I have written many times here about my initial foray into real estate investing. In my three part series Working Millennials: Rent or Buy Real Estate? (read Part I, Part II and Part III), I encouraged young people to “buy a multi-family type property. It can be a two-family, four-family, you can live in the basement of a brownstone. It doesn’t matter as long as you get in the game. You will unlock the creativity I know you possess. You will beat inertia—a most horrible foe.”
I want young people to become owners. Ownership is key to the idea of becoming a long-term investor. But of course that’s not easy for everyone. CNBC reports today that home ownership rates have dropped to their lowest levels since 1965, and it’s because Millennials aren’t buying.

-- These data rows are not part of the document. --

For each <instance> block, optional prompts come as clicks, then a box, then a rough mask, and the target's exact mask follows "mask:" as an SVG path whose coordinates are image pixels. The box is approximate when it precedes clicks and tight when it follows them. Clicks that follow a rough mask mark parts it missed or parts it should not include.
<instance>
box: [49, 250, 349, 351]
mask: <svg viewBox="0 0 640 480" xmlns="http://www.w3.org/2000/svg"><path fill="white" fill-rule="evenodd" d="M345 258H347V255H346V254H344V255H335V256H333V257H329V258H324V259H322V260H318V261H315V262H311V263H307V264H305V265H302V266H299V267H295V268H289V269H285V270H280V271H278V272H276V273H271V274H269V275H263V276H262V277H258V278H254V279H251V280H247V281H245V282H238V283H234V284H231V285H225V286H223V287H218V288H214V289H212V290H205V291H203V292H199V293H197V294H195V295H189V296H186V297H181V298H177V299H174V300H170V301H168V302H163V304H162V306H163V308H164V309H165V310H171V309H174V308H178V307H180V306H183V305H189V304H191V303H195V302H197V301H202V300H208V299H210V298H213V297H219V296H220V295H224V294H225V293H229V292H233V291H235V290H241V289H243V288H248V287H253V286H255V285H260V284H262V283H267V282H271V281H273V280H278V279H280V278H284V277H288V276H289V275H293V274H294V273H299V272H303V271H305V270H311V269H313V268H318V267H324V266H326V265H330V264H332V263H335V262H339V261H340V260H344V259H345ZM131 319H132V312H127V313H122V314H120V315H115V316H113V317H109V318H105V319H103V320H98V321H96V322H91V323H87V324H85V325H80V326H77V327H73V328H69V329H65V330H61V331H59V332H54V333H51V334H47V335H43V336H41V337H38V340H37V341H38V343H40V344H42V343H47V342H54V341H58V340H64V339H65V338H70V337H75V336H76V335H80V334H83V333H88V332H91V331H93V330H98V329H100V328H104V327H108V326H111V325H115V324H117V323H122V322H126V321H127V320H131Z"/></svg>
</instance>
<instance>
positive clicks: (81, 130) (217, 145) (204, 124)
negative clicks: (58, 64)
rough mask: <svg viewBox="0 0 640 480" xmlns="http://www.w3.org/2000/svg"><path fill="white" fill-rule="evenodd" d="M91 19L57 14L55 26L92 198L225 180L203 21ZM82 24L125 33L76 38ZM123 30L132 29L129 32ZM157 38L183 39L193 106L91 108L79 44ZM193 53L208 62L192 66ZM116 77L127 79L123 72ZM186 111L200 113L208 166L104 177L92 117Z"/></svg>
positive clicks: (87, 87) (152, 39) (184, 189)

Diana Olick writes at CNBC:
After rising just over a decade ago to its highest level ever, the nation’s homeownership rate fell to match its all-time low and could drop even further in the months to come.
In the second quarter of this year, the rate fell to 62.9 percent, not seasonally adjusted, which is the same as it was in 1965, when the U.S. Census started tracking the metric. During the epic housing boom in the mid-2000s, the rate soared as high as 69.2 percent. That was when politicians touted the so-called “ownership society.”
The drop in homeownership is largely due to a delay in homebuying by the millennials, who have the lowest ownership rate of their age group in history.
Many Millennials are burdened by the weight of massive student loans, and have faced a job market that has been particularly harsh on entry-level job seekers for the last 8 years or so. But if you can work hard now you can take advantage of one of the best rental markets in decades. According to Zillow in 15 major markets, “rents among the cheapest apartments are outpacing the growth of the entire rental market.” So hustle, get creative and get in the game.